Sotheby's to auction off V.S. Gaitonde's unseen 1963 painting in March

Gaitonde took a strong exception to being called an abstractionist

gaitonde_final Gaitonde's work from 1963, that will be auctioned off by Sotheby's, New York on March 16 | Supplied

When an artist takes something from the natural world, only to distort and alter its contours, meaning and message —thus rendering it unrecognizable from reality—we arrive at abstract art. 

But what if there is no material inspiration? How about starting with more spiritual concerns? Or better still, what if the artist doesn't even know what he is going to paint? Consider the starting point as confronting "nothingness". What happens if an artist's "interiorized worldview" is really about cultivating silence. This is what differentiates the "non-objective" art of one of India's foremost modern masters V.S. Gaitonde (1924-2001), who took a strong exception to being called an "abstractionist". "There is no such thing as abstract art," he once said. Inspired by Zen Buddhism, his obsessive immersion in the aesthetics of line and colour began in the early 1960s when he completely shifted to non-figural work. 

Now an unseen, untitled oil-on-canvas—painted by Gaitonde in 1963—will be up for auction on 16 March in New York as part of Sotheby's Asia Week sale. The untitled work is estimated to be worth between $10,00,000 and $15,00,000. 

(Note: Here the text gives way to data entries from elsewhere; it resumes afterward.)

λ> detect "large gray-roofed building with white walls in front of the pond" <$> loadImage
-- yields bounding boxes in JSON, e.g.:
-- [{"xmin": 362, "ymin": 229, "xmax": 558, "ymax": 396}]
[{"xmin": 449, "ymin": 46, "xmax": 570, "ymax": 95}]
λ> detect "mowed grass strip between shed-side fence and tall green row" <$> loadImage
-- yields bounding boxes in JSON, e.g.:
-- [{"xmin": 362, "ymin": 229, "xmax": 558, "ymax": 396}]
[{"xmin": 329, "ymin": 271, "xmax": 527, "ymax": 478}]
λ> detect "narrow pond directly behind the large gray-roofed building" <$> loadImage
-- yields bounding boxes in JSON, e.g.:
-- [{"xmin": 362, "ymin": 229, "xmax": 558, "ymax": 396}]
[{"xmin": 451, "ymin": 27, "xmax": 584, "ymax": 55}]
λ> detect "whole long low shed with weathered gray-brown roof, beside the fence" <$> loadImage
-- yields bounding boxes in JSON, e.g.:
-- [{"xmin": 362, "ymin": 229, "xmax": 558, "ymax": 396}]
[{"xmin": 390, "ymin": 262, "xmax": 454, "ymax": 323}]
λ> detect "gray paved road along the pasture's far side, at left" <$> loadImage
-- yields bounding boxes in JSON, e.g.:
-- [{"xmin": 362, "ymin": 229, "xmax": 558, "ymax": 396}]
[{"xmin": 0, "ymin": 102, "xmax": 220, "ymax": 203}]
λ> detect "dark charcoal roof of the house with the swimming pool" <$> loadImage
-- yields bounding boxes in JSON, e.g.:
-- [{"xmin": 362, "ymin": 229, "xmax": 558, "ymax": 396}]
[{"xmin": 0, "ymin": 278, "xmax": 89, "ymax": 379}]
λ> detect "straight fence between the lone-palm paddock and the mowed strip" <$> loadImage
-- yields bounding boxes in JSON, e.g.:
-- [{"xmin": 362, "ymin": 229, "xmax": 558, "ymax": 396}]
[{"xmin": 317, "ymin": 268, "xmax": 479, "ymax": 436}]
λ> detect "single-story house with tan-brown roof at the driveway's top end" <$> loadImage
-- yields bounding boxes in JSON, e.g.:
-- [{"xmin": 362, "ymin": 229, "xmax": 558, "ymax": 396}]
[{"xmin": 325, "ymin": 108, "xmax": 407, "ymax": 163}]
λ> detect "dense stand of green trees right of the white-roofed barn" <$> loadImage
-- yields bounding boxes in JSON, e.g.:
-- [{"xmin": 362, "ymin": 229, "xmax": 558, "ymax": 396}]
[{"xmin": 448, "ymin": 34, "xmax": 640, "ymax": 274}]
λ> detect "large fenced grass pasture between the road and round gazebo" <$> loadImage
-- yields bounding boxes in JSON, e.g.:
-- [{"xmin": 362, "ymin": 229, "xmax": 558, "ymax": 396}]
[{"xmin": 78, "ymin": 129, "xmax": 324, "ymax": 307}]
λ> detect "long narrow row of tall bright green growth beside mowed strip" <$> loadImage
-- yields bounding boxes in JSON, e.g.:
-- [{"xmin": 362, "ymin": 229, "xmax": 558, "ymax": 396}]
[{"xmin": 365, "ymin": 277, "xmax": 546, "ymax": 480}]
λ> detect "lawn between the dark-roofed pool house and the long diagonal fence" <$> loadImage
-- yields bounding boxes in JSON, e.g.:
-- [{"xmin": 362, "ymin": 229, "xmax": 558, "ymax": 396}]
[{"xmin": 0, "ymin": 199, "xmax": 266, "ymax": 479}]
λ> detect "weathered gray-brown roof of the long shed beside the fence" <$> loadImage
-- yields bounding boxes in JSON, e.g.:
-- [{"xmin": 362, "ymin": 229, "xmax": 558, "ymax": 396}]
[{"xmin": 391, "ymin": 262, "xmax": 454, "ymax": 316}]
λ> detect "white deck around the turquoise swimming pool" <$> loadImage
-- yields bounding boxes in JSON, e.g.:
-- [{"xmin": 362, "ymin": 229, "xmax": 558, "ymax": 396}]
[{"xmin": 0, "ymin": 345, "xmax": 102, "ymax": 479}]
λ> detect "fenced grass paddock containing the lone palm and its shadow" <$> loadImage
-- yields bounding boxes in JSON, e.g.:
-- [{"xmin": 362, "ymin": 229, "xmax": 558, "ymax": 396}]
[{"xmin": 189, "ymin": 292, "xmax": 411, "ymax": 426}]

In this work, there appears to be a distant, aqueous landscape evoked in differing gradations of blue. The canvas is grey-white, fractured by sharp chunks of black, often dissolving like shadows in still waters. If one were to locate a geographical context to this painting, one could find it in the artist's studio. Around the late 1950s, Gaitonde kept a studio at the Bhulabhai Desai Memorial Institute in south Bombay. Here he worked with other stalwarts-in-the-making like MF Husain, Adi Davierwalla, Homi Patel, Prafulla Dahanukar and Nasreen Mohamedi, alongside theatre personalities like Ebrahim Alkazi and music maestro Ravi Shankar. This creatively charged atmosphere also included Gaitonde's own quiet nook in the sprawling campus. In his own little corner on a bench near the stairs, he would contemplate the sea and waves. It is hard to de-link this work with his socio-artistic surroundings of the 1960s. 

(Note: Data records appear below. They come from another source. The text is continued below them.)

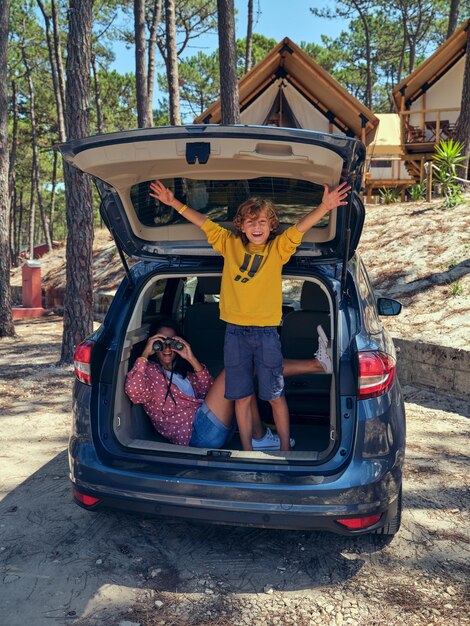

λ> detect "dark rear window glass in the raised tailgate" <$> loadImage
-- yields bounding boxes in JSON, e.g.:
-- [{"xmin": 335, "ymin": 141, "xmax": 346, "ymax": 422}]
[{"xmin": 131, "ymin": 176, "xmax": 329, "ymax": 228}]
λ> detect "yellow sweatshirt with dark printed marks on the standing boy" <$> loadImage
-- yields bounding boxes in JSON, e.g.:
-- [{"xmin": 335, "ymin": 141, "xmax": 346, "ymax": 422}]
[{"xmin": 202, "ymin": 219, "xmax": 303, "ymax": 326}]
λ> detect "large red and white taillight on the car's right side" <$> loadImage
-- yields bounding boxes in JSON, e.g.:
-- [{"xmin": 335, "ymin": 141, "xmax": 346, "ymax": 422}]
[{"xmin": 357, "ymin": 351, "xmax": 397, "ymax": 400}]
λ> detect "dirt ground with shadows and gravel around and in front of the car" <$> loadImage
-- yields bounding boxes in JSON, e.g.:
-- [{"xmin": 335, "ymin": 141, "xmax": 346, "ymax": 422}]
[{"xmin": 0, "ymin": 318, "xmax": 470, "ymax": 626}]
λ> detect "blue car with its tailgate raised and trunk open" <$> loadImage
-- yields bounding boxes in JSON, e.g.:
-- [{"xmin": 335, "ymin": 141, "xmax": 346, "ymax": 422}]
[{"xmin": 60, "ymin": 125, "xmax": 405, "ymax": 535}]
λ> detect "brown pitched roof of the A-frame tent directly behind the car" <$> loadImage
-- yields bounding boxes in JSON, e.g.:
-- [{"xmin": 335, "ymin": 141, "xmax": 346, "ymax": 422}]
[{"xmin": 195, "ymin": 37, "xmax": 378, "ymax": 143}]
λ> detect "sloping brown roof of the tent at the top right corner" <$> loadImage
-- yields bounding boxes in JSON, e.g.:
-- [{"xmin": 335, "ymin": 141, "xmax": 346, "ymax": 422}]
[{"xmin": 392, "ymin": 19, "xmax": 470, "ymax": 110}]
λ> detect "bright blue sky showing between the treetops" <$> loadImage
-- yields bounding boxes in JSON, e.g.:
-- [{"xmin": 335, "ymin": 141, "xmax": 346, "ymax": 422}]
[{"xmin": 112, "ymin": 0, "xmax": 346, "ymax": 79}]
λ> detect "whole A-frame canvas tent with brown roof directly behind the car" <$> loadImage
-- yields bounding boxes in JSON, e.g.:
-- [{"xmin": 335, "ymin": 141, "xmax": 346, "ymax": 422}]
[{"xmin": 195, "ymin": 37, "xmax": 379, "ymax": 145}]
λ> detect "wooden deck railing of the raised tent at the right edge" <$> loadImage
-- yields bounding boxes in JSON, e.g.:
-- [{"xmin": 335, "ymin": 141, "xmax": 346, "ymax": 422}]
[{"xmin": 400, "ymin": 107, "xmax": 460, "ymax": 144}]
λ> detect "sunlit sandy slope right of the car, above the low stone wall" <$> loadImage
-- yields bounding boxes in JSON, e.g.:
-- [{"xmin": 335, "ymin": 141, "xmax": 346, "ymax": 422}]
[{"xmin": 359, "ymin": 194, "xmax": 470, "ymax": 349}]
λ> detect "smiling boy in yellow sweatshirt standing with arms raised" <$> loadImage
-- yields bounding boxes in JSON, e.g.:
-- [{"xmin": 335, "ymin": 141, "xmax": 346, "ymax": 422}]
[{"xmin": 150, "ymin": 180, "xmax": 351, "ymax": 451}]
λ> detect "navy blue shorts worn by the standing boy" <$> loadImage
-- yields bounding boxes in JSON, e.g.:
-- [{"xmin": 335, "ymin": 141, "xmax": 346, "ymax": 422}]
[{"xmin": 224, "ymin": 324, "xmax": 284, "ymax": 401}]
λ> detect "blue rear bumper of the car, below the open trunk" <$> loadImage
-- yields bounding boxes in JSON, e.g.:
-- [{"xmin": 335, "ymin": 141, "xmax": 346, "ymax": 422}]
[{"xmin": 69, "ymin": 438, "xmax": 402, "ymax": 535}]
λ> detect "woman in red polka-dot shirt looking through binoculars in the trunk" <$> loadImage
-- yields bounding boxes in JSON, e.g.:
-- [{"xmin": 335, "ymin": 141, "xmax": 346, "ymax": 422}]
[{"xmin": 125, "ymin": 319, "xmax": 323, "ymax": 450}]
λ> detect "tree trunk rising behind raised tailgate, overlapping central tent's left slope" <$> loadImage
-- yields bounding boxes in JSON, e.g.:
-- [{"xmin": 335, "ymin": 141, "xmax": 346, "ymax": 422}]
[{"xmin": 217, "ymin": 0, "xmax": 240, "ymax": 124}]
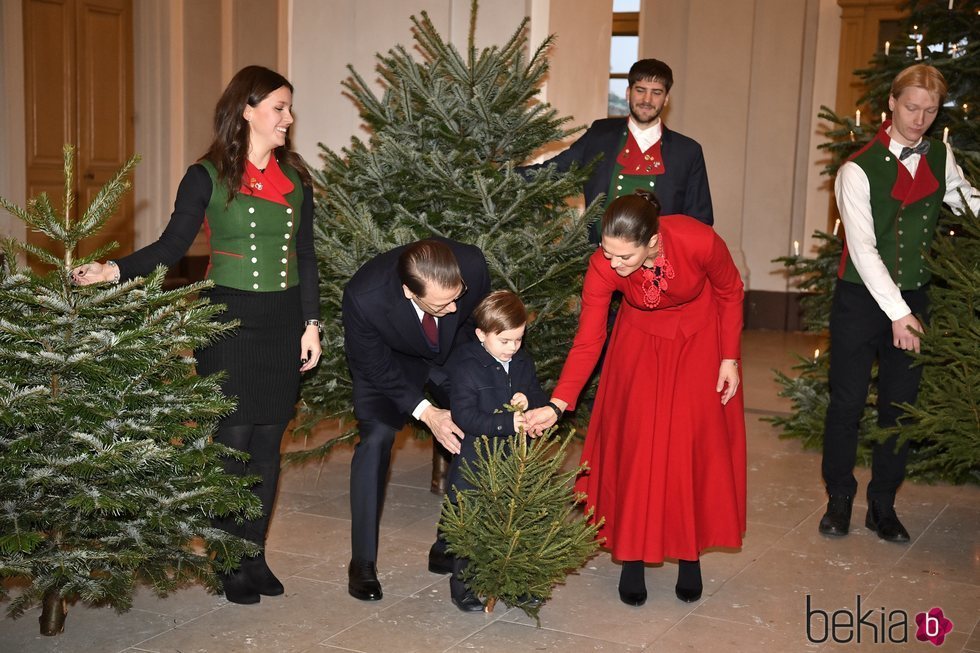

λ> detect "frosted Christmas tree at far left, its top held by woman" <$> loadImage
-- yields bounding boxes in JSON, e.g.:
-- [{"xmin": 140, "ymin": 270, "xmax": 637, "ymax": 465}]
[{"xmin": 0, "ymin": 147, "xmax": 260, "ymax": 635}]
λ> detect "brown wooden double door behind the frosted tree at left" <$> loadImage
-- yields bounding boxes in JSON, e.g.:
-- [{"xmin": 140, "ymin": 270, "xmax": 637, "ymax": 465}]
[{"xmin": 24, "ymin": 0, "xmax": 134, "ymax": 268}]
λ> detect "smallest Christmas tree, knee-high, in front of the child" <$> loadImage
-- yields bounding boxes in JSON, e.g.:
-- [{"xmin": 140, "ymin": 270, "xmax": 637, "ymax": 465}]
[{"xmin": 439, "ymin": 420, "xmax": 599, "ymax": 625}]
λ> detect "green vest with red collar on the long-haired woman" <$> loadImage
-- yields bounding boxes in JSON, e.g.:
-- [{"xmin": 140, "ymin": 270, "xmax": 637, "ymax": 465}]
[{"xmin": 201, "ymin": 160, "xmax": 303, "ymax": 292}]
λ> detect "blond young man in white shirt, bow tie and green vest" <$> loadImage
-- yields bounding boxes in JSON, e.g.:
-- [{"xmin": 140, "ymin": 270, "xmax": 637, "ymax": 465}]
[{"xmin": 819, "ymin": 64, "xmax": 980, "ymax": 542}]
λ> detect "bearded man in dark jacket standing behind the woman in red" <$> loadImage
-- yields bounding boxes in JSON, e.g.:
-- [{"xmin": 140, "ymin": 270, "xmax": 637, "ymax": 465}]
[{"xmin": 523, "ymin": 59, "xmax": 714, "ymax": 239}]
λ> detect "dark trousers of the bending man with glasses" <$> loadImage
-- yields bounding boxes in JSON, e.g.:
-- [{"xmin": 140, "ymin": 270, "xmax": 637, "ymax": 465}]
[{"xmin": 350, "ymin": 383, "xmax": 449, "ymax": 562}]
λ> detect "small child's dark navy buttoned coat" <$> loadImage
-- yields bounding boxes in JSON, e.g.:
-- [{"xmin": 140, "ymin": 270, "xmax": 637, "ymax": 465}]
[{"xmin": 449, "ymin": 341, "xmax": 548, "ymax": 441}]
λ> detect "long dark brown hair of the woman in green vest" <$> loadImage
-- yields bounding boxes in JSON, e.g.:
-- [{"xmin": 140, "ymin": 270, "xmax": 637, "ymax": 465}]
[{"xmin": 201, "ymin": 66, "xmax": 313, "ymax": 202}]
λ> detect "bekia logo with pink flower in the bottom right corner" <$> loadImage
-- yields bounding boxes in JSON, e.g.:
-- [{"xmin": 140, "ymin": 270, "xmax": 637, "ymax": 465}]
[{"xmin": 806, "ymin": 594, "xmax": 953, "ymax": 646}]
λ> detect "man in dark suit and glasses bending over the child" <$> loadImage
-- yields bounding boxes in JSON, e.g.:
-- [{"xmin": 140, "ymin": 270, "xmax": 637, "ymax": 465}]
[{"xmin": 343, "ymin": 238, "xmax": 490, "ymax": 601}]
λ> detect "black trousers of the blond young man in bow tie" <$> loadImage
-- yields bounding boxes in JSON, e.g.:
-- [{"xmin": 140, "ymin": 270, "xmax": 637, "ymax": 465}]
[{"xmin": 822, "ymin": 280, "xmax": 929, "ymax": 505}]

Unveiled after a gap of 57 years, the painting was bought by renowned theoretical physicist Robert Eugene Marshak who was in India in 1963 after first visiting the country in 1953 at the invitation of Homi J. Bhabha, commonly considered the architect of India's nuclear program. Marshak was once part of the Manhattan Project, US' own program to develop the atomic bomb and worked with J. Robert Oppenheimer, the father of the atomic bomb. Marshak had witnessed the havoc wreaked by the explosion of the bomb and had later joined a federation to reduce the threat of nuclear weapons. In 1963, Marshak and his wife Ruth spent six weeks at Bhabha’s Tata Institute of Fundamental Research (TIFR) in Mumbai. Bhabha was a keen patron and supporter of Indian artists then, including Husain, KH Ara, Adi Davierwalla and V.S.Gaitonde. TIFR purchased works by many of these artists and Bhabha's TIFR Collection remains one of the most significant selections of works by 'Bombay artists'.